June 14, 2012
Odyssey Networks to feature Reading, Pa., in Christmas special
After being named the poorest city in the U.S. just one year ago as a result of the recession, Reading, Pa., will be cast in a bright light during the 2012 Christmas season. During a May 14 press conference at Hope Lutheran Church, Reading, it was announced that the town of 80,000 will be the setting for a TV special titled One Christmas Story: People Rich in Spirit.
In 2011, Odyssey Networks produced Faces of Poverty: Life at the Breaking Point. The documentary followed Mary Wolfe, pastor of Hope, and three families as they struggled to make ends meet in Reading. According to the 2011 census, 41 percent of residents in Reading live below the poverty line.
This year's Christmas Eve special will focus on the town's journey from the depths of poverty to "hope and renaissance," according to an Odyssey Networks news release. Thanks to Wolfe's support and determined efforts since Reading was deemed the poorest town in the country, the majority of the content will be filmed at Hope, the main location of the initial documentary.
Mary Dickey, the network's vice president for communication, said the special will feature "a gathering of local families, providing shelter to the homeless, sharing a meal with the hungry and giving to those in need."
Eric Shafer, an ELCA pastor and senior vice president of Odyssey Networks, played a crucial role in getting the CBS time slot. He contacted a former colleague, Jack Blessington, head of religion news at CBS, and was offered the 11:30 p.m. slot. Shafer said it was an easy decision to accept the popular time. "This was, as you can imagine, an amazing offer for us," he said. "It is a 59 minute, 20 second production with no commercial interruptions. Four to 5 million people have watched past Christmas Eve CBS specials."
With the time slot in place, Odyssey Networks had to find material and funding. Maura Dunbar, Odyssey's executive vice president of programming and content, suggested the team return to Reading as a follow-up to its award-winning poverty piece from 2011.

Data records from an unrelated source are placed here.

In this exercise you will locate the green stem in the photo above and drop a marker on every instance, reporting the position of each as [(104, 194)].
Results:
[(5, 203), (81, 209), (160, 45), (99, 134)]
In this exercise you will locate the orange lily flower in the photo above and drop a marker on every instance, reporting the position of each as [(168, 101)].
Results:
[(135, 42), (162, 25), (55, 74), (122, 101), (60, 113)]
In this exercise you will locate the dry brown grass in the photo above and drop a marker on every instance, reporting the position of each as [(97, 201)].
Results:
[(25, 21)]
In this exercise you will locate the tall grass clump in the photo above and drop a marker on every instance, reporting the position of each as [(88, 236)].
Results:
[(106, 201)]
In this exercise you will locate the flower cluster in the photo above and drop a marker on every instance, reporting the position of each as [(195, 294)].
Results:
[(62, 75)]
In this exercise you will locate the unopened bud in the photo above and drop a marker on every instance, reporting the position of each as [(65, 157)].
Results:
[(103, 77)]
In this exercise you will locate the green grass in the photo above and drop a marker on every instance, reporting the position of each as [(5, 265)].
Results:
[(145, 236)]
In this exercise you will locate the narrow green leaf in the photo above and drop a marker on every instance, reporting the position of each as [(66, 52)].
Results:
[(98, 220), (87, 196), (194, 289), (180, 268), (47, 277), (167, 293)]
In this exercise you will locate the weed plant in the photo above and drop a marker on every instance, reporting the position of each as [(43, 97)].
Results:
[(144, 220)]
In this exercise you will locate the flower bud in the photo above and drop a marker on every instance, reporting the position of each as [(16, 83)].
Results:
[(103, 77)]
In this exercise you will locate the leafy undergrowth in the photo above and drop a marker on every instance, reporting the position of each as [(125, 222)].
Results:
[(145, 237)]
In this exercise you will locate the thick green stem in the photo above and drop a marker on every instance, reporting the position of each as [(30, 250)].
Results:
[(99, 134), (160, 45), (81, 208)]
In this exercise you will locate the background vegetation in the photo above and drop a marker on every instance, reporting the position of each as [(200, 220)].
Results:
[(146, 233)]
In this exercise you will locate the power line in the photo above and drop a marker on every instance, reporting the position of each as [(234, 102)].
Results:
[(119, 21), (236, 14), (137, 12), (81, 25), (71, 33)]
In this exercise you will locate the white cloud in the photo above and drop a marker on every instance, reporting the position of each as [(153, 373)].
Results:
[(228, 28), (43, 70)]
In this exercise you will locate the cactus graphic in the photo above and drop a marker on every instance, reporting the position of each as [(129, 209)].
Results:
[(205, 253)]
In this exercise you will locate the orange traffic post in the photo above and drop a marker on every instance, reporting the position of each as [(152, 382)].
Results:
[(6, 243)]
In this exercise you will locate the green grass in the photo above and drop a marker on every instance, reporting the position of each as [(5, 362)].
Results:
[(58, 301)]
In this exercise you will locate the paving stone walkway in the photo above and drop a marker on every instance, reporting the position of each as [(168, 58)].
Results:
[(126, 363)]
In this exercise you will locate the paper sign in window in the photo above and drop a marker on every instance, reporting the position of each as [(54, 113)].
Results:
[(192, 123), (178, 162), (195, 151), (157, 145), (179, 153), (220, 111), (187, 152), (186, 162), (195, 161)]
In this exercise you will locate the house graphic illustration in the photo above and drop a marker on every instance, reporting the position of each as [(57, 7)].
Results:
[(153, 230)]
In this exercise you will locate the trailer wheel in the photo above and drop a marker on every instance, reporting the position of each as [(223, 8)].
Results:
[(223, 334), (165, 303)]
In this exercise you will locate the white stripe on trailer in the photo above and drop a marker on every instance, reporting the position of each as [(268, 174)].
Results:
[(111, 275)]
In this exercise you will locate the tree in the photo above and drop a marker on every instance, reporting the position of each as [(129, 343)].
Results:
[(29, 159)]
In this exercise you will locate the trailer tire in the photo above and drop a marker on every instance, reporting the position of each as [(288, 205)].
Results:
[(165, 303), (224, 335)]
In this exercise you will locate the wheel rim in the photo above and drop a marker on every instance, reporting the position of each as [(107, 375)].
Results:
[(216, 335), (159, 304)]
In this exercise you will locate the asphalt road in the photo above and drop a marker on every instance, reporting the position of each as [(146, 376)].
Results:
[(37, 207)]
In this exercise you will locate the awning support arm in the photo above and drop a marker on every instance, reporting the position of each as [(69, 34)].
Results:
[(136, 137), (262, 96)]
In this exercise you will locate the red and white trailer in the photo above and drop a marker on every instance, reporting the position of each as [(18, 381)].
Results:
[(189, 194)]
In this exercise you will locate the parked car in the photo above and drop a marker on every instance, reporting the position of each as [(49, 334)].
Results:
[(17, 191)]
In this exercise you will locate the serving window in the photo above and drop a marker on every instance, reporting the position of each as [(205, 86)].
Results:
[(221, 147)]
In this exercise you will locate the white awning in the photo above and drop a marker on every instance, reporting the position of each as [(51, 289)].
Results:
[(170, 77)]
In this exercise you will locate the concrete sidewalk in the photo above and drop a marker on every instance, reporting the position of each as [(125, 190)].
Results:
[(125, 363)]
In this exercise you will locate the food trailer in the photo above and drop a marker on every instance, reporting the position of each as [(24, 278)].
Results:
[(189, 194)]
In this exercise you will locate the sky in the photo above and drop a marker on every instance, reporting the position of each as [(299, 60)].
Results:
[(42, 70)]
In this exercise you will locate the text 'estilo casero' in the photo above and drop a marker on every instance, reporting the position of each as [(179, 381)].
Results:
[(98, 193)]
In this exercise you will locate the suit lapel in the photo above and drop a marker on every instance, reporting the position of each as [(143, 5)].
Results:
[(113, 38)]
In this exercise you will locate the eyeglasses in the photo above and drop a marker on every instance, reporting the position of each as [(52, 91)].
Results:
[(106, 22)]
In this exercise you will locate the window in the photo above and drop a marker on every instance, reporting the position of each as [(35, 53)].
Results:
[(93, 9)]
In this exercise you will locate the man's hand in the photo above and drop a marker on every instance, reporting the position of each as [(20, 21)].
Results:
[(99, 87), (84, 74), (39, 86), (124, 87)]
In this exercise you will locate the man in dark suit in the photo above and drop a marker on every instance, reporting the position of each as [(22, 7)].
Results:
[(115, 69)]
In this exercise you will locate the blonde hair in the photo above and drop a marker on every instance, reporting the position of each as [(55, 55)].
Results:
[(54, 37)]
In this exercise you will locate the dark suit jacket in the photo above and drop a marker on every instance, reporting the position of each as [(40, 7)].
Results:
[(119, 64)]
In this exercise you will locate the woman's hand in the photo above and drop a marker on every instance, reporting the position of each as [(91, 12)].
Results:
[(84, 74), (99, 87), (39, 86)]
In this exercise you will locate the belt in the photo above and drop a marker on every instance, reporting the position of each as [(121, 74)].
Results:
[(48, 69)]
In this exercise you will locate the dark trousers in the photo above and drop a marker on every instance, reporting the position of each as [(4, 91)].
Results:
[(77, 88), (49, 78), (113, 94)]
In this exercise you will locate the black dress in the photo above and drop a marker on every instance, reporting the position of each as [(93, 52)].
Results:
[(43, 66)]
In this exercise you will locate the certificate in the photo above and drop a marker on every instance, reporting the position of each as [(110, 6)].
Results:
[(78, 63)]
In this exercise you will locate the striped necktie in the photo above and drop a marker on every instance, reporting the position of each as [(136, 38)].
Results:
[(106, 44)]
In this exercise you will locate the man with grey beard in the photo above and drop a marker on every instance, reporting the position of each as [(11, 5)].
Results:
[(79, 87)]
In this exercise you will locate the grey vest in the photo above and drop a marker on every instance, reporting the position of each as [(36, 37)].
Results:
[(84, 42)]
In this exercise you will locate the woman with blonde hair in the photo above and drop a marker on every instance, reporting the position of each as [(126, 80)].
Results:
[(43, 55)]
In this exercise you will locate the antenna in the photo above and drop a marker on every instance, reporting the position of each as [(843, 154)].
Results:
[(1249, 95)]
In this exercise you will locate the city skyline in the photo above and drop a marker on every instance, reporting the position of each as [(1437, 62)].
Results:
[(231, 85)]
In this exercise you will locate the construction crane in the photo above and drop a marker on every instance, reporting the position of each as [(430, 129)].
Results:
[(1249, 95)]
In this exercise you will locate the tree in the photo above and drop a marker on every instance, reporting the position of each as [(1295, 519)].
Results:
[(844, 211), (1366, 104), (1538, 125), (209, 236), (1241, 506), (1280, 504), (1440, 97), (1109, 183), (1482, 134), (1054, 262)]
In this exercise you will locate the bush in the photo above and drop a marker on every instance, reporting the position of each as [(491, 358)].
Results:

This proved to be another easy decision due to Shafer's strong ties to the town. "I give this all back to God, really," he said. "As someone who grew up in Berks County, whose mother taught for many years at Reading High School, I care about my home city."
Funding is about one-third of the way complete after the Collegiate Church of New York City issued a $50,000 grant for the production, as well as another $50,000 grant for Odyssey to help alleviate poverty in Reading. The congregation is a member of the United Church of Christ, a full communion partner of the ELCA.
"This was a complete, moving surprise to all of us here at Odyssey," Shafer said. "It is not often that our work, telling stories of people of faith making a difference for good, produces a direct gift to help others. We were and are deeply moved and thankful."
Fundraising continued following the press conference with an event at the Abraham Lincoln Hotel in Reading.